Perimeter Center, Georgia. John Heagy, a vice president with Hines, described how the Perimeter Center Improvement Districts helped transform four square miles (10.3 sq km) of dairy farmland that now spans four jurisdictions in metro Atlanta into an “edge city” office park with a regional mall and limited housing—and how those districts, with the addition of transit (Perimeter Center now has three MARTA stations), are working to make the area a model livable center through a focus on connectivity, improved transportation options, walkability, and green spaces. A place that once had abundant “no pedestrian” signs and no sidewalks is evolving into a livable community that will be able to retain and attract major corporations and their employees by offering an appealing lifestyle and quality of life.
Referendums to Fund Transit and Transportation Improvements
The forum’s final panel offered lessons learned on ballot initiative efforts. Jason Jordan, director of the Center for Transportation Excellence, presented the Atlanta initiative’s prospects in a positive context: Since 2000, voters in all regions of the United States have passed nearly 400 ballot measures that have included a transit element. The success rate for the past four years—since the recession began—has been even higher than the long-term average, and transit ballot measures are more than twice as likely to succeed as other ballot initiatives. Jim Stokes, interim executive director of the Livable Communities Coalition of Metro Atlanta, shared details of the upcoming Atlanta vote.

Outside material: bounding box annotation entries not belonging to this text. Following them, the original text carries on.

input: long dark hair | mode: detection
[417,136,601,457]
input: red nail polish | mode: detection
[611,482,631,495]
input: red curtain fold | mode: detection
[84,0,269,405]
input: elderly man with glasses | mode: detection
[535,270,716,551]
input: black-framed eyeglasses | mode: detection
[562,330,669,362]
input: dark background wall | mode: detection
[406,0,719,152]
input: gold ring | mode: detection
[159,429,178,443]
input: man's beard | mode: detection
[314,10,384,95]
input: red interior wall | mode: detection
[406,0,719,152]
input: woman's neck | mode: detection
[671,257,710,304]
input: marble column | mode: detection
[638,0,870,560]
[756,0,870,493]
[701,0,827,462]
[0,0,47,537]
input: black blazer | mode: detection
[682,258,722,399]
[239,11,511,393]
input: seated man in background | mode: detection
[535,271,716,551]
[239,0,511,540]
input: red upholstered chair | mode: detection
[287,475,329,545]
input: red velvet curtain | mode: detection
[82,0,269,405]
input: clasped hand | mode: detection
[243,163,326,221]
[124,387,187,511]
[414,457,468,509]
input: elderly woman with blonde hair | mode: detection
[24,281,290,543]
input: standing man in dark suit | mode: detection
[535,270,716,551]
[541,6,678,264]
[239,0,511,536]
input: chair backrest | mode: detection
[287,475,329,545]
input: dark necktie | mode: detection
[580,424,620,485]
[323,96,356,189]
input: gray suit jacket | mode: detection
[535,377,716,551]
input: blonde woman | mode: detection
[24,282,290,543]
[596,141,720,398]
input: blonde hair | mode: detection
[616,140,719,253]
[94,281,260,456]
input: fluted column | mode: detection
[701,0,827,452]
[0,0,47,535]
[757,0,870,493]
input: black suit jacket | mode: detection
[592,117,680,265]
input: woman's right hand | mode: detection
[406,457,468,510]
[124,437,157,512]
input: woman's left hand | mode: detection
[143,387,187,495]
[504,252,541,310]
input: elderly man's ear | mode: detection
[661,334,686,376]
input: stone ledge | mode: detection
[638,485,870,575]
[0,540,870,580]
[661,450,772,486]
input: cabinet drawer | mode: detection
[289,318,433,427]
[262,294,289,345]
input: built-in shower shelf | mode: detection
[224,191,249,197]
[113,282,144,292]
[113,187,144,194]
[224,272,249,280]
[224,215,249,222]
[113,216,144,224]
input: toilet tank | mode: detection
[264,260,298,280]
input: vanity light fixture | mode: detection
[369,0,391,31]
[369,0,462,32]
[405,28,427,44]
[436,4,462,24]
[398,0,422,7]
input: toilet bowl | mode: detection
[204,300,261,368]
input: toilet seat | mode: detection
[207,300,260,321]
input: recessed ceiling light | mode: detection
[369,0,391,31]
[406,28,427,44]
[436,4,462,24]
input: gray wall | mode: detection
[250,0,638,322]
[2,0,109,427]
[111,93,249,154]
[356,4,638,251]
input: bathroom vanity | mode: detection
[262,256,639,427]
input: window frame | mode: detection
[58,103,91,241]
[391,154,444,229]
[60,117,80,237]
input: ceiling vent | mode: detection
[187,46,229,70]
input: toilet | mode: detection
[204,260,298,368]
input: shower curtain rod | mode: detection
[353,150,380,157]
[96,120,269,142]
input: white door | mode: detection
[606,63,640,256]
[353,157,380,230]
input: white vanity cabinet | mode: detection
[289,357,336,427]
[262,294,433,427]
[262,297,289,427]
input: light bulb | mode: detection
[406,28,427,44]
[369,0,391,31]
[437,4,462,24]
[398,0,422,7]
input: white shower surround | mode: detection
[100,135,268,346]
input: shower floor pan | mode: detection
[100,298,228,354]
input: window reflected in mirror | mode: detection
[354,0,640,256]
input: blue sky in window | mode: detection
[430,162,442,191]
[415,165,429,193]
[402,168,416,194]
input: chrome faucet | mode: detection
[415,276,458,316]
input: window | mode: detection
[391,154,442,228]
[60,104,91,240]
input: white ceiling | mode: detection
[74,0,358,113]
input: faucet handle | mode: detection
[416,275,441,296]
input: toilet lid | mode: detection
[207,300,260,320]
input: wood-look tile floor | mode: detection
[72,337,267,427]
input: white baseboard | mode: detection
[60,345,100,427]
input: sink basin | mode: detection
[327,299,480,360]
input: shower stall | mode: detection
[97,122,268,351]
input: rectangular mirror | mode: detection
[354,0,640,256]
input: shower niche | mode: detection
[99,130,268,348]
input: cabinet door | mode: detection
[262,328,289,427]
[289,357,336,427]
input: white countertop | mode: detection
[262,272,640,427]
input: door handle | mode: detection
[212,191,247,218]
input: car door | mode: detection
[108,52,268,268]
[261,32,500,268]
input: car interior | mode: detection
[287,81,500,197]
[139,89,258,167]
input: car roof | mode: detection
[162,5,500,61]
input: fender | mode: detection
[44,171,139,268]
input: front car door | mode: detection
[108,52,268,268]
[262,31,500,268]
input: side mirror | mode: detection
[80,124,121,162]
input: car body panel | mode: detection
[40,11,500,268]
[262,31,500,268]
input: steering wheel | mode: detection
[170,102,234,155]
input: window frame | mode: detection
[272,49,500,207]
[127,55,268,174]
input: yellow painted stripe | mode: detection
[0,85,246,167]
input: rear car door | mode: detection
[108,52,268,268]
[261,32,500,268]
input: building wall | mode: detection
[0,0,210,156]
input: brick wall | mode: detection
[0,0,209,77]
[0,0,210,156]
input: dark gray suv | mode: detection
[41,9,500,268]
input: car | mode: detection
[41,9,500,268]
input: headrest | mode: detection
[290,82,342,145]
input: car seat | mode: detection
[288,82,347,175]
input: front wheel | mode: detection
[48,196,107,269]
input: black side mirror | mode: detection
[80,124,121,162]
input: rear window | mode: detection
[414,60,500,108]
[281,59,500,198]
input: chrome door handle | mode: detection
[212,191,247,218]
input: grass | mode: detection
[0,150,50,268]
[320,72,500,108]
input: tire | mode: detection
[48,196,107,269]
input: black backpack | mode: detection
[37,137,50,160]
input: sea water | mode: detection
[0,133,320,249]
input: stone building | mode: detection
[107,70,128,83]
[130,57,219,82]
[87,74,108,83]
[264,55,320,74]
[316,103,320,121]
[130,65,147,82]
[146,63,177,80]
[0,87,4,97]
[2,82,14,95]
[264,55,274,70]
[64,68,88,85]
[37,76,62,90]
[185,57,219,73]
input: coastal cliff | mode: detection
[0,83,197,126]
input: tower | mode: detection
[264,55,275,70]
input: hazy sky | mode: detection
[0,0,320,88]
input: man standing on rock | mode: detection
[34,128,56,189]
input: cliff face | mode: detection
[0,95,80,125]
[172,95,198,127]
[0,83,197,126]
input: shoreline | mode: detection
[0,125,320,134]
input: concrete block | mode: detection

Kathleen Osher, executive director of Denver’s Transit Alliance, presented her group’s experience in transforming failure into success. The coalition of 35 public, private, and member organizations was founded in 1997 after a failed ballot measure; it then mounted a pro-transit campaign that resulted in the passage of FasTracks 2004, a program that is adding 122 miles (196 km) of light rail, commuter rail, and BRT to the Denver region.
Jordan and Osher stressed the importance of forming strong coalitions, starting campaigns and fundraising efforts early, conducting polling and other research to identify voters’ concerns, presenting clear and specific messages that can be segmented and microtargeted, responding to critics, identifying and making the most of “champions” and other spokespersons, and incorporating new tactics and tools like social media to reach out to young adults and other often disenfranchised citizens. Voters, Osher concluded, like to tune in to that popular radio station WIIFM: “What’s In It For Me”?